Thomas Luny was born in Cornwall in 1759. After moving to London about the age of 11, Thomas became apprenticed to the London marine painter Francis Holman (Circa 1729-1784) at his studio in Broad Street, St. George’s. Aside from Luny’s own inherent artistic ability, his first sketch book being dated 1770, the young artist was strongly influenced by Holman, and remained at the latter’s studio for about the next ten years, by which time it was located at nearby Old Gravel Lane, St. George’s.
On 13th September, 1777, Luny left London for a visit to France. He must have also travelled further afield on this journey, as his first exhibited picture in London, at the Society of Artists in that year, was entitled: “A distant view of the island of Madeira and Porto Santo”. He regularly exhibited at the Royal Academy with 29 paintings in total between 1780 and 1802, and then a long break until three in 1837.
By 1780 Luny had left Holman’s studio in St. George’s. He moved to Leadenhall Street in 1783, where he met Mr. Merle, a dealer and framer who promoted Luny’s paintings very successfully for more than 20 years. Leadenhall Street also housed the headquarters of the East India Company and he received many commissions from officers of the company. It is probable that he was invited as a guest on the company’s ships on special occasions. Sketches he made of locations such as Naples, Gibraltar, and Charleston, South Carolina appear as though they were done on the spot.

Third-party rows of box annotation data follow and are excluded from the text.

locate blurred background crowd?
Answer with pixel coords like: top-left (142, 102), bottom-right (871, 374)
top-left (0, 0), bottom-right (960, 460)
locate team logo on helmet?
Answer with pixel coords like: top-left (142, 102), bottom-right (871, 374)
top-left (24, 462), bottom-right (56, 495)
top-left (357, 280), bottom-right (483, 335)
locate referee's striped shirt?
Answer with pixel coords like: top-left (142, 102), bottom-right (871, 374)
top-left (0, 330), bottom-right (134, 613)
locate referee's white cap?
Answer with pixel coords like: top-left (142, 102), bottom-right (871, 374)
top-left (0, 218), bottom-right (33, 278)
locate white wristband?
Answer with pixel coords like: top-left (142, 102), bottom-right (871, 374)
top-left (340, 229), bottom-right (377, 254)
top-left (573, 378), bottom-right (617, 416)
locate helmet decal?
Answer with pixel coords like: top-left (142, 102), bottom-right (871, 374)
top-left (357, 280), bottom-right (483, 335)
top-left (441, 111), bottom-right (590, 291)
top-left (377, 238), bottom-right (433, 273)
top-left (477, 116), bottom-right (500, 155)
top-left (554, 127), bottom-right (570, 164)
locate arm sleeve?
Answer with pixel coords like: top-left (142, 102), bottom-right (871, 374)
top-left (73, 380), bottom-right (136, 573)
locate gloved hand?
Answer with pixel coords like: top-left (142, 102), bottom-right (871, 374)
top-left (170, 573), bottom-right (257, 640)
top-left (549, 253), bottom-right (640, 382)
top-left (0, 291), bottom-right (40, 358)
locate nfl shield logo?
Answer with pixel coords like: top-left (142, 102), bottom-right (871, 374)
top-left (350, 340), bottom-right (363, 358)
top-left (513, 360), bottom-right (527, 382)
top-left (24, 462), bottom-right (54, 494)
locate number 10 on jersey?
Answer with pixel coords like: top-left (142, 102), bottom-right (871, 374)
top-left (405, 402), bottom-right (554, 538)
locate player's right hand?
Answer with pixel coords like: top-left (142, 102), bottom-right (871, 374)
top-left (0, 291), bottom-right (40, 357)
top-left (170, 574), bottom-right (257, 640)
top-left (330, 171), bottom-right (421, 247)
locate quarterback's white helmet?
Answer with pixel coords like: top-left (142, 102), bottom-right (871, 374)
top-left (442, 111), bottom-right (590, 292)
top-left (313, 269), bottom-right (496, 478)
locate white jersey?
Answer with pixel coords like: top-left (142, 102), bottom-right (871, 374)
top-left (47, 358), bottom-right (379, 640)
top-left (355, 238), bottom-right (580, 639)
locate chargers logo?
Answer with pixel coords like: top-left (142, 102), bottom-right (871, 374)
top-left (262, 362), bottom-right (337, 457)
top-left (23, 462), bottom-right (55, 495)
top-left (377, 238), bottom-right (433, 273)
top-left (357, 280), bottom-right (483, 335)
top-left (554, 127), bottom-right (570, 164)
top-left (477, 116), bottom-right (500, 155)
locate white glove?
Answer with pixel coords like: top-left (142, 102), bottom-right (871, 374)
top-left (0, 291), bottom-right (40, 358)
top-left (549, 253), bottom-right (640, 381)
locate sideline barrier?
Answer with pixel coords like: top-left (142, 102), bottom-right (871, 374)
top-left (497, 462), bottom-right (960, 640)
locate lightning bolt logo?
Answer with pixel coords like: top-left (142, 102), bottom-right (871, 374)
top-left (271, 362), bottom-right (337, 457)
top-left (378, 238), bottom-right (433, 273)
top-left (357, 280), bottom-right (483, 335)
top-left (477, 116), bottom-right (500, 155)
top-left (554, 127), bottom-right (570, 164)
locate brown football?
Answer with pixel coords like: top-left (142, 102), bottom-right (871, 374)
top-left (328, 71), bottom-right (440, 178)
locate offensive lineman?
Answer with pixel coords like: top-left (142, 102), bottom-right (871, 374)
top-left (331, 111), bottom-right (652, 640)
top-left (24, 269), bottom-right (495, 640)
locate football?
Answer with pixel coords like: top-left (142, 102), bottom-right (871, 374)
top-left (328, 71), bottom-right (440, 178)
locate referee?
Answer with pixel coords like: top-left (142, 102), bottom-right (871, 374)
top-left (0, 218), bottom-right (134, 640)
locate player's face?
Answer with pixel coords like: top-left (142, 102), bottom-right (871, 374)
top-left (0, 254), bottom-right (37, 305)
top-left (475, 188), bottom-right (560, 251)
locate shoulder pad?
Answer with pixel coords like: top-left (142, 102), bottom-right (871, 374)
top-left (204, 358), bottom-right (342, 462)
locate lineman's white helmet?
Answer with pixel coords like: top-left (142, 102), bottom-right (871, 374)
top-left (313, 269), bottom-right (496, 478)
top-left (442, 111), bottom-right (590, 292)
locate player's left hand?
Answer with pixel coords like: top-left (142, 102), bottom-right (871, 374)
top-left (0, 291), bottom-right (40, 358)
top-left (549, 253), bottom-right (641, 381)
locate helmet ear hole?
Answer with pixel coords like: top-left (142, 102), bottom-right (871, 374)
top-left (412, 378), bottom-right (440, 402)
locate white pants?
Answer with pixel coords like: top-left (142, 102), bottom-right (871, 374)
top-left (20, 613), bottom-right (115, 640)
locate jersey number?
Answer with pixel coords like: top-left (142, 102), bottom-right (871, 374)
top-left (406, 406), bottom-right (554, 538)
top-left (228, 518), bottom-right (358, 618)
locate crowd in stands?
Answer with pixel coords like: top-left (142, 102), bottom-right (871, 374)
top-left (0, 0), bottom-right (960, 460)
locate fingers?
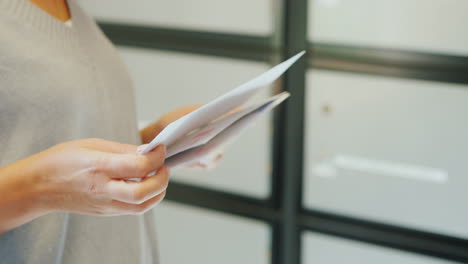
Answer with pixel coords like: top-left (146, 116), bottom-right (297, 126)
top-left (95, 145), bottom-right (166, 179)
top-left (80, 138), bottom-right (137, 154)
top-left (111, 191), bottom-right (166, 214)
top-left (105, 166), bottom-right (169, 204)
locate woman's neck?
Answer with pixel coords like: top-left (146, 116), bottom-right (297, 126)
top-left (29, 0), bottom-right (70, 22)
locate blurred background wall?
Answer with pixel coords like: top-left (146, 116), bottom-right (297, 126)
top-left (78, 0), bottom-right (468, 264)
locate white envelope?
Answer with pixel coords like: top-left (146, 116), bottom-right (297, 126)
top-left (143, 51), bottom-right (305, 157)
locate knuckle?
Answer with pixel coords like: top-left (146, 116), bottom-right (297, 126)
top-left (133, 156), bottom-right (149, 177)
top-left (131, 188), bottom-right (146, 204)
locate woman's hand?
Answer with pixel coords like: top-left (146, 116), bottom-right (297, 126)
top-left (0, 139), bottom-right (169, 233)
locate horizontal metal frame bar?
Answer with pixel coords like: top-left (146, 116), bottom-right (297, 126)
top-left (99, 22), bottom-right (468, 84)
top-left (166, 182), bottom-right (468, 262)
top-left (308, 44), bottom-right (468, 84)
top-left (299, 210), bottom-right (468, 262)
top-left (99, 22), bottom-right (278, 62)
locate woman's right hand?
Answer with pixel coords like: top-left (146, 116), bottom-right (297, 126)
top-left (0, 139), bottom-right (169, 232)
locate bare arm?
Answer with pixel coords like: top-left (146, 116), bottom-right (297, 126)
top-left (0, 139), bottom-right (169, 233)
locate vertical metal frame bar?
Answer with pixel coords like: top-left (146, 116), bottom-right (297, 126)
top-left (273, 0), bottom-right (307, 264)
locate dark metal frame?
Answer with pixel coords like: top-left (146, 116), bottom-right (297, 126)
top-left (100, 0), bottom-right (468, 264)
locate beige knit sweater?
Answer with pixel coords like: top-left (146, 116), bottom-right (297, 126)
top-left (0, 0), bottom-right (157, 264)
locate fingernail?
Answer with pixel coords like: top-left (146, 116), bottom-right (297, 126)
top-left (137, 144), bottom-right (148, 154)
top-left (157, 144), bottom-right (167, 156)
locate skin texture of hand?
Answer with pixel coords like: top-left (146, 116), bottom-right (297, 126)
top-left (0, 139), bottom-right (169, 233)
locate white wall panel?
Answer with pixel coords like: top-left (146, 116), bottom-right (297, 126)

In about 1807 Luny decided to move to Teignmouth in Devon, where he received large numbers of commissions from ex-mariners as well local gentry in the area. By this time he was also suffering from arthritis in both hands, but this did not deter him in the slightest from his work. He was as successful in Teignmouth as he had been in London, producing many works of the Devonshire coastline, as well as the occasional ship’s portrait or naval engagement, which were specific commissions. Luny continued painting right up until his death in Teignmouth on 30th September, 1837.
Luny’s work is represented in the National Maritime Museum at Greenwich, which also has his sketchbooks in their collection, and the Royal Albert Memorial Museum in Exeter.